The Pine Ridge reservation would likely be the first in the country to legalize marijuana, according to R. Keith Stroup, legal counsel for NORML, a marijuana law reform group.
"I am not aware of any tribe that has previously attempted this," Stroup wrote in an email. "And I am sure we would know if it had occurred."
If so, the Pine Ridge reservation would join a number of states that have begun to turn the tide on marijuana use. After having been legal for most of America's early history, states began outlawing the substance starting in 1913. The federal government followed suit in 1970 and since then thousands of people have been sent to prison for marijuana offenses.
But starting in 1996, when California legalized marijuana for medicinal purposes, attitudes about the drug began to change.
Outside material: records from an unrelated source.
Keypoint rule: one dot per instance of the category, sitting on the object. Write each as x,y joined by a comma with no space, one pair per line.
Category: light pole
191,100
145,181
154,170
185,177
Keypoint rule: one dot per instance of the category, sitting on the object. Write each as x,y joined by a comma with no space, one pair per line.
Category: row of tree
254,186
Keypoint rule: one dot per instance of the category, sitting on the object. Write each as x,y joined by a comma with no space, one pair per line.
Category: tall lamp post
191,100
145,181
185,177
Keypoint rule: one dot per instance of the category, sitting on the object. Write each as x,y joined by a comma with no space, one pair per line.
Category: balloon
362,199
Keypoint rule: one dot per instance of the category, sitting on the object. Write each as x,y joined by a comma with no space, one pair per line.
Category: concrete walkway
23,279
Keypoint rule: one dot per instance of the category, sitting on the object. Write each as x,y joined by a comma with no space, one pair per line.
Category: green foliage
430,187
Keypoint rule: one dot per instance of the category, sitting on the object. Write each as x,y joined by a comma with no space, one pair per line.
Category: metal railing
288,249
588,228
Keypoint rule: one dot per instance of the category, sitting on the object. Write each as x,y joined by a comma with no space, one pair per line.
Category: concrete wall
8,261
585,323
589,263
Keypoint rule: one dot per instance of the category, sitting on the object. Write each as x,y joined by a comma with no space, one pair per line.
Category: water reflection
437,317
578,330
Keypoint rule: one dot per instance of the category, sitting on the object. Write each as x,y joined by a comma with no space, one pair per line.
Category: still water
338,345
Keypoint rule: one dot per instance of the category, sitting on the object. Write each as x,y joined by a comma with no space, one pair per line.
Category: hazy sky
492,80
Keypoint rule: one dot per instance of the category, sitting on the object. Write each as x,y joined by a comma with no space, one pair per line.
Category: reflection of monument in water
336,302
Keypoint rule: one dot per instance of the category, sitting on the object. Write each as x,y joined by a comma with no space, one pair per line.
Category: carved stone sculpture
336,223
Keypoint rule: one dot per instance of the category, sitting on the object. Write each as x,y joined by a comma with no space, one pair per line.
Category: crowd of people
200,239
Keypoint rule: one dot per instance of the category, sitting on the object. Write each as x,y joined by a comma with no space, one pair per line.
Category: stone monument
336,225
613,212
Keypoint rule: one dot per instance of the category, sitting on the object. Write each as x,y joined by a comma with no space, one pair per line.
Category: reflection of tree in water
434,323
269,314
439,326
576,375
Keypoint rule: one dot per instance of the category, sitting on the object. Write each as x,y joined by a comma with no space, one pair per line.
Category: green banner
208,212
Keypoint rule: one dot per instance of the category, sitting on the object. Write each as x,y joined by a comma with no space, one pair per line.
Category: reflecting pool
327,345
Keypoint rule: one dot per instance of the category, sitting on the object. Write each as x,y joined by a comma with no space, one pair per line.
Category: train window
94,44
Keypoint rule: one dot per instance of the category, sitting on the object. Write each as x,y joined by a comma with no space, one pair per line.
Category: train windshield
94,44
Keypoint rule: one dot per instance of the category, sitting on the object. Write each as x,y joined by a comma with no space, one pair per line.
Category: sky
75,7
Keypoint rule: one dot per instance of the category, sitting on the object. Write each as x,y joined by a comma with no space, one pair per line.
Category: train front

Within a few years other states, including Montana and Colorado, legalized medical marijuana. Then in 2012 and in defiance of federal law, Colorado and Washington voters passed measures to legalize it.
But as with other political issues, legalization has supporters and opponents. Those opposed to legal marijuana point to studies showing that it can be addictive and hurt the development of the brain in younger people.
Those in favor, like Tribal Councilman Garfield Steele, like to point out that alcohol, which is woven deeply into the country's social fabric, is legal.
"When you compare it to alcohol, you have numerous stats about alcohol killing people," Steele said last week in a phone interview.
The tribal council could approve a public vote in the next month or so, Yellow Bird Steele said.
"It's not something the council wants to make a decision on by themselves," he said. "It will be up to the people across the reservation."